Wil Ahmad (25), salah satu warga yang menolak keras eksekusi lahan di Gili Sudak mengatakan, kisruh kepemilikan tanah ini bisa menggangu aktivitas wisatawan yang berlibur di kawasan tiga gili.

"Tempat ini adalah tempat kami mencari uang, di sini tempat mata pencaharian kami dan itu rata-rata kami masyarakat Sekotong mencari uang di pulau ini, kami tidak rela pulau ini dikuasai oleh orang luar," keluhnya setelah ia menolak kedatangan tim PN Mataram pada Kamis (21/3/2024).

Baca juga: Mengintip Indahnya Gili Sudak, Tempat Wisata yang Menarik Dikunjungi

Sementara itu Kurniadi, kuasa hukum warga mengatakan, surat penetapan konstatering yang dikeluarkan oleh PN Mataram Nomor: 142/Pdt.G/2019/PN.Mtr tanggal 24 Januari 2024 itu lemah.

Pemilik lahan seluas 0,43 hektare di Gili Sudak menganggap eksekusi lahan seluas 5,6 hektare yang diklaim milik Muksin Mahsun bertentangan dengan aturan perundang-undangan.

"Koq cepat sekali, penggugat ini belum bisa melakukan eksekusi karena lima pemilik lahan sedang berupaya melakukan verzet kepada penggugat Muksin Mahsun," terang Kurniadi.

Kurniadi menilai gugatan pertama Muksin Makhsun tidak mencantumkan luas tanah secara tepat dan batas objek tanah yang disengketakan dengan lima pemilik tanah.

Menurutnya, gugatan Muksin Mahsun untuk menguasai lima bidang tanah milik tergugat seluas 0,43 hektare, Debora Susanto (0,98 hektare), Baiq Nulia Sodari (3,1 hektare), dan HGB milik PT Pijak Pilar (1 hektare) itu cacat hukum.

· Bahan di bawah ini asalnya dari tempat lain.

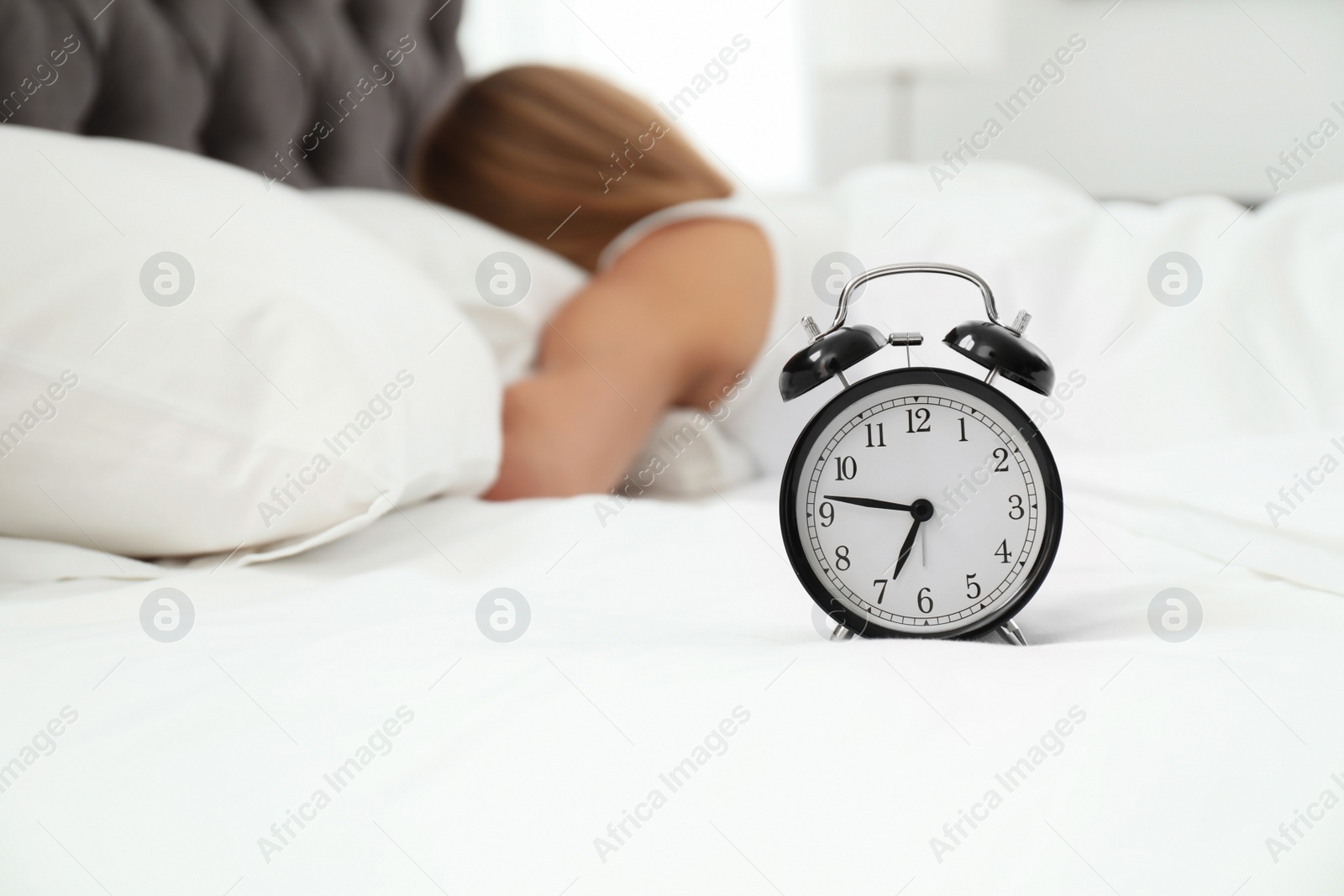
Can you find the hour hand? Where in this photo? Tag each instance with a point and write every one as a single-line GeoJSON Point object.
{"type": "Point", "coordinates": [905, 548]}
{"type": "Point", "coordinates": [873, 503]}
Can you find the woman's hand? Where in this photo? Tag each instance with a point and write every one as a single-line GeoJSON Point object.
{"type": "Point", "coordinates": [672, 322]}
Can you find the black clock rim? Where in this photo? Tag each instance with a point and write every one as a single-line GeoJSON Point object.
{"type": "Point", "coordinates": [1035, 443]}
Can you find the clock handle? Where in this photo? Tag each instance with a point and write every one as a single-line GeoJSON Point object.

"Kami duga ini akta jual beli tanah milik Muksin Mahsun cacat hukum. Jadi eksekusi oleh pihak Muksin Mahsun ini berdasarkan hasil peninjauan kembali tahun 2023 itu tidak sah menurut kami," tambahnya.

Kurniadi, anggota tim kuasa hukum memberikan penjelasan di Gili Sudak, Kamis (21/3/2024). (TRIBUNLOMBOK.COM/ROZI ANWAR)

Kurniadi menjelaskan, dia membeli tanah tersebut dalam kondisi bersertifikat pada 2005 dari warga Gerung, Lombok Barat.

Ia mengeklaim kliennya memperoleh tanah dengan cara sah. Awalnya kliennya, menguasai tanah lokasi dengan tujuh kamar vila di Gili Sudak.

"Dari tahun 2012 tidak ada yang keberatan sampai membangun vila tahun 2015. Nah tiba-tiba di tahun 2017 Muksin Mahsun ini datang menguasai tanah atas dasar jual beli yang dilakukan tahun 1974 lalu," jelasnya.